Попрощались с Бармаглотом, пообещали не бросать. Тот по стеночке пропрыгал в холл и закрыл за ними тяжелую металлическую дверь.
– Прям как тогда… – сказал Аспирин, спускаясь по лестнице. – Ладно, не пропадет, в самом деле. Бармаглотина знает пожить. Я уже ему завидовать начинаю, чува-ак… Может, мне тоже ногу поломать?
– Давай я тебя ведром по голове стукну, – предложил Соболь. – Будет сотрясение.
– Сотрясение не катит, чува-ак… От него блюют, и бухать врачи не позволяют. Правда, фершел?!
Референт кивнул, сообразив, что обращаются к нему.
– А тут нога… Зарастет, никуда не денется. Зато Бармаглотина лежит там с одеялами на вате, как султан хренов. Небось икру щас будет ложкой наворачивать и водкой «Кауфман» запивать. А мы все неприятностей ищем на пятую точку… Вон Упырь нашел уже, гы-гы…

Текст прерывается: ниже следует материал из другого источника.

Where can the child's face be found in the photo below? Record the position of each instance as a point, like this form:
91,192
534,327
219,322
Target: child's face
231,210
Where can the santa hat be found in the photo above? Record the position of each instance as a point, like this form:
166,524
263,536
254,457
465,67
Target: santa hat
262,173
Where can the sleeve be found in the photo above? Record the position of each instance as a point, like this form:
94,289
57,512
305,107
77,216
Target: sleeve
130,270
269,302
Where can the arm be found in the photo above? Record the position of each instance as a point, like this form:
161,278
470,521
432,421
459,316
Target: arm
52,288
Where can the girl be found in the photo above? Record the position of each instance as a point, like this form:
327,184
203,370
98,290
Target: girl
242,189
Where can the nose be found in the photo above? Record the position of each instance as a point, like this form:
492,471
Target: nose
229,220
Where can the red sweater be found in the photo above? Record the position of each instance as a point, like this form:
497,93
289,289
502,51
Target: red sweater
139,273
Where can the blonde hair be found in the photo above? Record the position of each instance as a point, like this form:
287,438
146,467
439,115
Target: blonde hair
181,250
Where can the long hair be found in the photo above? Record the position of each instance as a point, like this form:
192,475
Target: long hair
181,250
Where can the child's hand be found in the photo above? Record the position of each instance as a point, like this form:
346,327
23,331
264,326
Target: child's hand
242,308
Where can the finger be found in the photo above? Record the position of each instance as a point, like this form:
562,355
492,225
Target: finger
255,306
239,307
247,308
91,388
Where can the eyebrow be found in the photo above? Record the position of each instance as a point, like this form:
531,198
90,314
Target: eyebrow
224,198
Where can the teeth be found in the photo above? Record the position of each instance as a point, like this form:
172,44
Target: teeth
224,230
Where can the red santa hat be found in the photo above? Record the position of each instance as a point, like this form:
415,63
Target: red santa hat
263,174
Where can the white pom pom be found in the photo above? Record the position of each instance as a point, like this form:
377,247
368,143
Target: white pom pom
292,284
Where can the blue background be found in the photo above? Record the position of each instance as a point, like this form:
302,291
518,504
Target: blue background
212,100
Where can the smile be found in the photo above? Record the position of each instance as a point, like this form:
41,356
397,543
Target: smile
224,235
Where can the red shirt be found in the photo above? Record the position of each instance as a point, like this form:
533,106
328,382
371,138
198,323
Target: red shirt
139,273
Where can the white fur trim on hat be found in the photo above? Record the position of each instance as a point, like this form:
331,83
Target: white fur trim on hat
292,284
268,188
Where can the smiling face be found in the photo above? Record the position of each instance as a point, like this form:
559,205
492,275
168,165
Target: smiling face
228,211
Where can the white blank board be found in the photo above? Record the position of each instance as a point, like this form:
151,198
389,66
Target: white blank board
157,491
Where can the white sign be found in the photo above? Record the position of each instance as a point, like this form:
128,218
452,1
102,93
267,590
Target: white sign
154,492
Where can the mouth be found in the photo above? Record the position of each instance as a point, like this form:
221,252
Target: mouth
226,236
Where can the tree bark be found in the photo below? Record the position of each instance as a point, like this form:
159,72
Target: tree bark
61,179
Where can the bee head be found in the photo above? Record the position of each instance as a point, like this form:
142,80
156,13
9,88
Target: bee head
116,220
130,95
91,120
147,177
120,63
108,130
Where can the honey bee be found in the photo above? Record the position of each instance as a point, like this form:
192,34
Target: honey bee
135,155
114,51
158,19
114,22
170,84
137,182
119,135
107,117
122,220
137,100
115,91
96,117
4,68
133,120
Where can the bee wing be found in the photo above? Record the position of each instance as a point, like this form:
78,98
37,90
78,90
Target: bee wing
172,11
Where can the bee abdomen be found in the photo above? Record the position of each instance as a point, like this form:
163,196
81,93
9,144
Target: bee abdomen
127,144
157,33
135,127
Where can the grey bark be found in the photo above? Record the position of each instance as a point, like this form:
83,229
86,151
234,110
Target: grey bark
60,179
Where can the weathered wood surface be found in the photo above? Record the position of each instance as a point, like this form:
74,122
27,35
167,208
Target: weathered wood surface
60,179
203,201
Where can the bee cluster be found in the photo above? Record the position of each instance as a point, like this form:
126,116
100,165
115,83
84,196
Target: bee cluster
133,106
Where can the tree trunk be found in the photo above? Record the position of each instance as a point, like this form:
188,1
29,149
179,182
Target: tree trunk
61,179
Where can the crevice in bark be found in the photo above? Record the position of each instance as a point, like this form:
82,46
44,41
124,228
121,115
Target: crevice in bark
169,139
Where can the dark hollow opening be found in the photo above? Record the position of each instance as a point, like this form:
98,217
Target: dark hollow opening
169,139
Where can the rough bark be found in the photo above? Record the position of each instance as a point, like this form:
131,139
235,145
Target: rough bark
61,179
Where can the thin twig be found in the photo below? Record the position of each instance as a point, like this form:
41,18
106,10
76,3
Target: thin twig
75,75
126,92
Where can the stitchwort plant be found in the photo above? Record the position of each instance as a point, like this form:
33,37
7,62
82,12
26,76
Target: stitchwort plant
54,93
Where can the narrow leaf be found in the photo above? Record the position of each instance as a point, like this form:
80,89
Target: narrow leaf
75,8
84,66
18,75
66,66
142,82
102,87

– И Сантехник нашел, – сухо напомнил Упырь, выглядывая из подъезда, не поджидает ли их кто снаружи.
Никто не поджидал.
– Сантехника потом помянем, чува-ак. И шалаву эту, которая его кинула, я… я…
– Вот придумывай пока страшные кары, заодно помолчишь. А у нас следующая остановка – школа номер девяносто восемь, – сказал Упырь, взглянув на карту.
Теперь им оставалось перейти линию метро и выйти на Малую Филевскую, за которой был огромный парк, а за парком – место, где находился Протон.
И компас в кармане, знающий об этом, становился все теплее и теплее.